Beberapa persewaan komik dan novel atau taman bacaan yang masih bertahan seperti Taman Bacaan KK di Terban dan Taman Bacaan Rizky di Condong Catur menjadi bukti sisa kejayaan bisnis persewaan komik dan novel di Yogyakarta. Memasuki era digital dan serba internet, keduanya mengalami penurunan omzet secara drastis dan berlomba-lomba mencari strategi untuk mensiasatinya.
Strategi utama yang mereka gunakan adalah mengikuti perkembangan selera penyewa dan rutin menambah koleksi. Taman bacaan KK, yang memiliki empat cabang, rutin membeli komik dan novel baru setiap hari Senin dengan jumlah 10-15 judul. Sedangkan taman bacaan Rizky, yang sudah berumur hampir 20 tahun, menambah koleksi setiap hari Sabtu dengan jumlah 20-30 judul.
Selain rutin menambah koleksi, menjaga keanggotaan juga sangat penting. Taman bacaan KK dan taman bacaan Rizky rutin menjalin komunikasi dengan anggotanya. Jika ada buku baru yang masuk, para penjaga taman bacaan akan segera memberi info kepada anggota melalui media sosial. Hal ini bertujuan agar menarik anggota untuk rutin datang dan menyewa buku.
Berbeda dengan dulu, anggota dan penyewa sekarang lebih pasif dan malas bertanya. Dahulu, orang-orang rela menunggu sebelum taman bacaan buka demi mendapatkan koleksi komik dan novel terbaru.
“Saya menyewa buku disini dari masih kuliah sampai sekarang sudah punya anak dua, ya kira-kira 10 tahun,” kata Yuli, salah satu anggota taman bacaan Rizky.
Dalam sehari, rata-rata pengunjung yang datang menyewa berjumlah 10-20 orang. Jumlah tersebut terbilang sedikit jika dibandingkan tahun-tahun sebelumnya yang bisa mencapai hampir 100 orang per hari.
“Selain menyewakan komik dan novel, kami juga membuka jasa fotokopi dan persewaan DVD. Kalau tidak begitu omzetnya sedikit. Lokasi tempat taman bacaan juga penting, jika lokasinya di pinggir jalan dan dekat dengan sekolah atau universitas maka omzetnya akan lebih tinggi.” kata Mala, penjaga Taman Bacaan KK.
Berbeda dengan taman bacaan KK yang memiliki cabang, taman bacaan Rizky justru tidak ingin membuka cabang dan fokus memperbanyak koleksi saja.
“Menurut saya mengapa taman bacaan banyak yang tutup, ya karena mereka fokusnya ingin membuka cabang. Tidak apa-apa bukunya sedikit yang penting cabangnya banyak. Padahal ini berisiko banget,” kata Oci, pemilik taman bacaan Rizky.

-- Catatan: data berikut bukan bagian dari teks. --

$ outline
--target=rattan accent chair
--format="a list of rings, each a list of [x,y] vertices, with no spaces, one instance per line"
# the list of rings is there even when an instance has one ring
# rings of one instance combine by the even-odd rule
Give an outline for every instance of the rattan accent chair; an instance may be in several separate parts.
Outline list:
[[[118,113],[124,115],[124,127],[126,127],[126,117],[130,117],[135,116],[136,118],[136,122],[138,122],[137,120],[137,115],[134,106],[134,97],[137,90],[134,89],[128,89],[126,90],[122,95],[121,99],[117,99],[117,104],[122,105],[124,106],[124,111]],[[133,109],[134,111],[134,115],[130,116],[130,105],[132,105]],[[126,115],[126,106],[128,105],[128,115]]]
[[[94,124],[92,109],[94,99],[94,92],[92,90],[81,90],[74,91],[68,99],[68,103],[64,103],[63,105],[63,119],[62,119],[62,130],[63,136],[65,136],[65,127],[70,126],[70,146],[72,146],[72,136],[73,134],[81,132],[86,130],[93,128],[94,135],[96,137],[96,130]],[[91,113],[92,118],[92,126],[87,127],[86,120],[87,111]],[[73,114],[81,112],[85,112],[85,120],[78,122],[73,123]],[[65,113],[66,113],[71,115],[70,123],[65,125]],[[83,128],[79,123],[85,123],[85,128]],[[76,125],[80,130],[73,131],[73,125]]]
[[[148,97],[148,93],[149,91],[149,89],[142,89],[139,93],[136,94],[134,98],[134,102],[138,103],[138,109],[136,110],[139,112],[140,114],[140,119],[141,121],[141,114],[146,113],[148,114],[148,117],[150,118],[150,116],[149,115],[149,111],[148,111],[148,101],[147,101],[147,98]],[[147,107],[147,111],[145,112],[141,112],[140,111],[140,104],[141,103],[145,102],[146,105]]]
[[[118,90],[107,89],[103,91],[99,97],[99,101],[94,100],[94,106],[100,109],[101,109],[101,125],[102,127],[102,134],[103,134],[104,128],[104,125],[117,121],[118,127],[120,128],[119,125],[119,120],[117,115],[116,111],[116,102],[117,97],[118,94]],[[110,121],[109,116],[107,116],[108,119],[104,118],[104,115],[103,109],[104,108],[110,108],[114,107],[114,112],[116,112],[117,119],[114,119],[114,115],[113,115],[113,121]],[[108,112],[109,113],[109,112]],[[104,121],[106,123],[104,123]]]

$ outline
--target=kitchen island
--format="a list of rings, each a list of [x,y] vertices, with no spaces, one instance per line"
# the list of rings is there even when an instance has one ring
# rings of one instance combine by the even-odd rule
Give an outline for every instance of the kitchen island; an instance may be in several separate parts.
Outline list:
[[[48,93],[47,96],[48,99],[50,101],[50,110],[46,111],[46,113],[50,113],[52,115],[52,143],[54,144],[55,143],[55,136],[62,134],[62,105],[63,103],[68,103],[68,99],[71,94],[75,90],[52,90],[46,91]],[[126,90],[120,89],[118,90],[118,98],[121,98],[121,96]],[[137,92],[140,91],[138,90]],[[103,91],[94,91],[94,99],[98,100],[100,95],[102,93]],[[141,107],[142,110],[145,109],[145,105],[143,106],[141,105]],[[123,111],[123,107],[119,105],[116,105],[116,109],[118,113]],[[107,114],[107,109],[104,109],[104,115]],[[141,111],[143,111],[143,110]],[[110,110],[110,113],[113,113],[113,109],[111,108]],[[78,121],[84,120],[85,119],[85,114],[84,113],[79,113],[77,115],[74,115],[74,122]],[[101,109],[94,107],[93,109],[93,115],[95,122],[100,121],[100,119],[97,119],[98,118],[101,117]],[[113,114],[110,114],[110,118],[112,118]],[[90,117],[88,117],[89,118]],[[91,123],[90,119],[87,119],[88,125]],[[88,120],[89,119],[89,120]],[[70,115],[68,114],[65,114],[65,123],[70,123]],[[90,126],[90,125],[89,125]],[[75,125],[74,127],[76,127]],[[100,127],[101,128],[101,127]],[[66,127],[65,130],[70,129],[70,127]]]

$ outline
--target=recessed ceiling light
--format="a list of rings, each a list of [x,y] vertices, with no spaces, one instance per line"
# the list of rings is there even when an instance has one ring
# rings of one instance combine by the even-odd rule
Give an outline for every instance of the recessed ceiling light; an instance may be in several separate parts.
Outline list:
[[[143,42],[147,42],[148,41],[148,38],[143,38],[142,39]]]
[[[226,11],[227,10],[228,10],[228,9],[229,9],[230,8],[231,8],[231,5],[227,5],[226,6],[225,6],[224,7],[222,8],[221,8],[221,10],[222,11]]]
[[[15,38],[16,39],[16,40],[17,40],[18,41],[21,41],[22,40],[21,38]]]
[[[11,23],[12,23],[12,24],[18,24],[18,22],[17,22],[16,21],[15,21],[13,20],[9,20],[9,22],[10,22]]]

Oci menambahkan, taman bacaan miliknya bisa bertahan selama hampir 20 tahun karena koleksi bukunya banyak, lebih dari 10.000 buku. Itulah alasan mengapa taman bacaan Rizky memiliki slogan ‘Bertanyalah, mungkin kami punya buku yang kamu cari’.
Ada dua kendala utama yang dihadapi kedua taman bacaan ini, yaitu buku tidak kembali dan kenaikan harga buku. Soal buku yang tidak kembali, taman bacaan KK dan taman bacaan Rizky menggunakan penyelesaiannya yang berbeda.

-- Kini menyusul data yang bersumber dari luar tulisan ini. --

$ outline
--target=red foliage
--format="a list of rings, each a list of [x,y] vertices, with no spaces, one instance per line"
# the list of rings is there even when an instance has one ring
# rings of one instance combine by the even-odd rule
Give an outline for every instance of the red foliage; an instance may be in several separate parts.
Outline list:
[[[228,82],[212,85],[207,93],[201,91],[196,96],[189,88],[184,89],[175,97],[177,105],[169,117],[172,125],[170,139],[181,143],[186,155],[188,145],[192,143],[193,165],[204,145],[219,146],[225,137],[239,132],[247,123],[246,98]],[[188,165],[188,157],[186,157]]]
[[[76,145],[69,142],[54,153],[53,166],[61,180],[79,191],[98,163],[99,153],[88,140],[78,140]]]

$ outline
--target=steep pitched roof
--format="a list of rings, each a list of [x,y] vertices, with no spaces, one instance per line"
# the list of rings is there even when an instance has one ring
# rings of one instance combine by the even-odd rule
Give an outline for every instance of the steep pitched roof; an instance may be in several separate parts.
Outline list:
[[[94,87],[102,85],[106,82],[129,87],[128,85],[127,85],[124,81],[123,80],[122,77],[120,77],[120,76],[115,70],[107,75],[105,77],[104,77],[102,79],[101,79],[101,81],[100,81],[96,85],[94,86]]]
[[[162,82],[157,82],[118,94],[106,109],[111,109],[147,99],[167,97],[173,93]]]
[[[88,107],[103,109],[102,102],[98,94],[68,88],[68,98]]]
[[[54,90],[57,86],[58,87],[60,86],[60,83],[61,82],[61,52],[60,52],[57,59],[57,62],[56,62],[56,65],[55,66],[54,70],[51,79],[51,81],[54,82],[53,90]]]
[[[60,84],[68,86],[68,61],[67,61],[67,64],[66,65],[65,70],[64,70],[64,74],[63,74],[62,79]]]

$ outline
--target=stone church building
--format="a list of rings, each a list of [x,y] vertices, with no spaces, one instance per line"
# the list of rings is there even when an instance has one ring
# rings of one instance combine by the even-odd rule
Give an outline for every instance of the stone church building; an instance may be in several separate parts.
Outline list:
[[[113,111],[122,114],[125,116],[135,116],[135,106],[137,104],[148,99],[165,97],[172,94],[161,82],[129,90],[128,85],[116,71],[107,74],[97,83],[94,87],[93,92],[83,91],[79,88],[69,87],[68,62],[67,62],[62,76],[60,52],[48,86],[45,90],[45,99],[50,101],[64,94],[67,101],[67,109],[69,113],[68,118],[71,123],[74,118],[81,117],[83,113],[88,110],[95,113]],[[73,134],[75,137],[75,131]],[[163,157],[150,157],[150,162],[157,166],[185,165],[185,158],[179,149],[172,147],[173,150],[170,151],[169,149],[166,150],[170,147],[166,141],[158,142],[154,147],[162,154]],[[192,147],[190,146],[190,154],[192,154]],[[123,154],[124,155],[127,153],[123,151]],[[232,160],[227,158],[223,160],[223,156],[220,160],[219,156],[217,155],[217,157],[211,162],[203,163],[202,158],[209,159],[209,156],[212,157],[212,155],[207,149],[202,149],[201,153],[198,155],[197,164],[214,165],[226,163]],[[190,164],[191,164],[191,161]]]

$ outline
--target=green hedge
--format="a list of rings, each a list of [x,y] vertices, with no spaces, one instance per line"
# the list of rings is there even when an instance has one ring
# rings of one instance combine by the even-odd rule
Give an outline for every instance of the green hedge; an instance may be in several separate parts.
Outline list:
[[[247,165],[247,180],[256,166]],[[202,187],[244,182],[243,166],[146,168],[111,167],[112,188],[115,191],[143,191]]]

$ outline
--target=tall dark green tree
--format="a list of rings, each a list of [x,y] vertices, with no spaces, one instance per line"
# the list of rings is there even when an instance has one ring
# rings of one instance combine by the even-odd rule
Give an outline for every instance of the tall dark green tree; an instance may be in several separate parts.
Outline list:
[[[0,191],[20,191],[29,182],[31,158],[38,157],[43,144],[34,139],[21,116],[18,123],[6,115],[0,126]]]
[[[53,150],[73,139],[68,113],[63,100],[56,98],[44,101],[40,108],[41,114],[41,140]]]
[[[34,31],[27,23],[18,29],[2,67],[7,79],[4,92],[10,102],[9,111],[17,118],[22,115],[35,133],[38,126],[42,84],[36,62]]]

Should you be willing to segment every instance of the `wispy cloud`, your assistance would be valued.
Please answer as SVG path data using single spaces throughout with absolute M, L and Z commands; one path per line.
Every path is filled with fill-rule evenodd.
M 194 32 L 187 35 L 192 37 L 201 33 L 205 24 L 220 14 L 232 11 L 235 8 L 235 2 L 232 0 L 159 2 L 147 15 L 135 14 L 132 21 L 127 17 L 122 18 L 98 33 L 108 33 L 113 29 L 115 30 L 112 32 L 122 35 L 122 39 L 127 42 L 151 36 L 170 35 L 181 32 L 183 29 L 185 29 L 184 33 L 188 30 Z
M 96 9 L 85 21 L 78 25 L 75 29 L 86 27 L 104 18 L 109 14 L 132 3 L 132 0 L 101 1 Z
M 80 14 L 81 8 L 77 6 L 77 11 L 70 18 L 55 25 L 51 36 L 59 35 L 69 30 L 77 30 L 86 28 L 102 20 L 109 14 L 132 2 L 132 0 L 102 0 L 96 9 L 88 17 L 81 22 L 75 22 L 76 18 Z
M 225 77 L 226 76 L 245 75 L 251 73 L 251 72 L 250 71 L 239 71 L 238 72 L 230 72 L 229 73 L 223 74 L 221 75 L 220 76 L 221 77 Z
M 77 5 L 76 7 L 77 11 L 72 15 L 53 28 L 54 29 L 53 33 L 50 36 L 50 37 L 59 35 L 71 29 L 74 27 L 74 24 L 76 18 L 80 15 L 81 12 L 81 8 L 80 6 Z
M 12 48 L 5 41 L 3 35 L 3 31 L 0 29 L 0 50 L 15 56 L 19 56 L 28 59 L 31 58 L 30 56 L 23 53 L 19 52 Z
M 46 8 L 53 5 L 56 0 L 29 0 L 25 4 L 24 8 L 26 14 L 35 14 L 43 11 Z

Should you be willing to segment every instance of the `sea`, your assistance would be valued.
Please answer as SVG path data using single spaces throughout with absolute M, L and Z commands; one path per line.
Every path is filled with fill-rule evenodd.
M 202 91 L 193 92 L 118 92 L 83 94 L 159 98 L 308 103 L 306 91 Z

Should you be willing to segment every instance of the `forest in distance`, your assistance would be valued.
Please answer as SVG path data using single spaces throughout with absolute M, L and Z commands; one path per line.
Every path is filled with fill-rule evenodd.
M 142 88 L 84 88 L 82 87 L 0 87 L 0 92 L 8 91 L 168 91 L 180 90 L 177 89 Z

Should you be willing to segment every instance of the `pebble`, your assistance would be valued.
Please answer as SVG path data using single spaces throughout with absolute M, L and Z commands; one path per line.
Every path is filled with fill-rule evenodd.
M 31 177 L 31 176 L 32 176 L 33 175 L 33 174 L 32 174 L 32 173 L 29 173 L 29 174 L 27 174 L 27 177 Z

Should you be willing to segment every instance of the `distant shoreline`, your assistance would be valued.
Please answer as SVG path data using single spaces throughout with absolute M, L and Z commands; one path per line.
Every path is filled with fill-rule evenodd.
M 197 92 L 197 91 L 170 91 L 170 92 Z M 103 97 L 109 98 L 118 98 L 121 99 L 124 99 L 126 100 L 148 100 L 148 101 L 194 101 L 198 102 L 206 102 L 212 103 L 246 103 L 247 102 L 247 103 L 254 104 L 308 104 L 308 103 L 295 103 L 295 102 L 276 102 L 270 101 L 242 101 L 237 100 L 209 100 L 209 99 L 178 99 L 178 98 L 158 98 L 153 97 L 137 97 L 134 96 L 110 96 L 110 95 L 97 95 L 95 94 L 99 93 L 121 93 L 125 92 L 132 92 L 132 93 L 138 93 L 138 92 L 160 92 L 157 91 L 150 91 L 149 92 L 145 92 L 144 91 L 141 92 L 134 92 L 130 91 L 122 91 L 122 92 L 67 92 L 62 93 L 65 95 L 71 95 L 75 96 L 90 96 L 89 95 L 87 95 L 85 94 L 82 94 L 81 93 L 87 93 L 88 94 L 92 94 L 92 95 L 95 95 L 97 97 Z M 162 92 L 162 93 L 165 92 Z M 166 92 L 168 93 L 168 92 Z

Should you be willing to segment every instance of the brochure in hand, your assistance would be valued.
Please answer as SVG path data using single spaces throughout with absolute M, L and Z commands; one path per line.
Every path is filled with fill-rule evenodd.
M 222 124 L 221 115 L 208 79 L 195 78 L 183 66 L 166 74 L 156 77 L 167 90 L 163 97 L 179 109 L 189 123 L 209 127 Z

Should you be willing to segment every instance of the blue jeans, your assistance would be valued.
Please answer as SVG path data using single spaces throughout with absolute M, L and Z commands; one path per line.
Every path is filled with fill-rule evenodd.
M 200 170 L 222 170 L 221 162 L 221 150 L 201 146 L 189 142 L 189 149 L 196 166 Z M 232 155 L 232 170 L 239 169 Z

Taman bacaan KK memang sengaja memberi kemudahan dalam peminjaman. mereka mengurangi risiko buku tidak kembali dengan terus menerus mengingatkan penyewa tenggat waktunya. Taman bacaan Rizky justru sebaliknya, ia memberikan syarat peminjaman yang ketat, seperti jaminan kartu identitas dan batas umur penyewa. Tujuannya demi menjaga koleksi bukunya agar tidak berkurang.

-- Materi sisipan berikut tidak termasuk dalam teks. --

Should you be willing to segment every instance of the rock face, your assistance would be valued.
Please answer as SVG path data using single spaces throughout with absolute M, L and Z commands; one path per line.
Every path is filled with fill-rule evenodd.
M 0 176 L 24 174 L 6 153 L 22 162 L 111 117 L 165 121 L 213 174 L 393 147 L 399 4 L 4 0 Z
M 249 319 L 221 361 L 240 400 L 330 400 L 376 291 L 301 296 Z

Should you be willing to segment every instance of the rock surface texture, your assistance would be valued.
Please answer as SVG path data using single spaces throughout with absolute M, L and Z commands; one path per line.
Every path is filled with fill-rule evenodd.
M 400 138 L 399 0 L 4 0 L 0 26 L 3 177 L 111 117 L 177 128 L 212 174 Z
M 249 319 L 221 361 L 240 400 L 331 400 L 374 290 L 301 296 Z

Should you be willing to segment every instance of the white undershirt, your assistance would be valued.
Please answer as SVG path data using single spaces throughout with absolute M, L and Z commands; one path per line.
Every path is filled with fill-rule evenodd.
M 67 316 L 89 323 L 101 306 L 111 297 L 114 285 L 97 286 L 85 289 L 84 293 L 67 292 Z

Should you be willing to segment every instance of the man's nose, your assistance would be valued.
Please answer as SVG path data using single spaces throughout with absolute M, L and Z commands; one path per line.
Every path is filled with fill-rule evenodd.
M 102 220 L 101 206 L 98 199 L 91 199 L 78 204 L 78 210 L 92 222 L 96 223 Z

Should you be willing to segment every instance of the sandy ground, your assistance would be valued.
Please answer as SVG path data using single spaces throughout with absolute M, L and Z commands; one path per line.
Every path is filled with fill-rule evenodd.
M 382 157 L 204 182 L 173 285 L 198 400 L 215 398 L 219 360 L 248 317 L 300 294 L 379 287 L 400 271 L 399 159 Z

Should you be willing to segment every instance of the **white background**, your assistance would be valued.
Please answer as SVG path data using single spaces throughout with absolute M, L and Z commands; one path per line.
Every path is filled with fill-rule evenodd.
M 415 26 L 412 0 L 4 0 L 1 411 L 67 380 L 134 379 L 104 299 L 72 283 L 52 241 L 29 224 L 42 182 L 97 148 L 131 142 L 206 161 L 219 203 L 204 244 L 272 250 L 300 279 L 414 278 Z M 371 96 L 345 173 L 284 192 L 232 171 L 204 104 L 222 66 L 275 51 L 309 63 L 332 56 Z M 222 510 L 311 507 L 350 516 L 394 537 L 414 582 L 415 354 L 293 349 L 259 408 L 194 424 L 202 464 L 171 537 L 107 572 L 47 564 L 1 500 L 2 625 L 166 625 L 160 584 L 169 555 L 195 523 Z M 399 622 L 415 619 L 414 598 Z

Soal kenaikan harga buku, taman bacaan KK dan taman bacaan Rizky menggunakan strategi yang sama, yaitu menetapkan harga sewa sebesar 10% dari harga beli. Aturan ini sudah diterapkan sejak dahulu dan dinilai adil bagi pemilik maupun pembaca.
Jumlah buku yang terus bertambah dan ruang yang terbatas mengharuskan mereka rutin merotasi buku. Dibandingkan dengan menjualnya, mereka memilih untuk menaruh buku yang jarang disewa ke dalam gudang. Bagi kedua taman bacaan tersebut, setiap buku berharga, bukan lagi sekadar ‘mata uang’ dalam bisnis ini.
Bisnis persewaan komik dan novel nyatanya masih belum mati meski sekarang kurang diminati.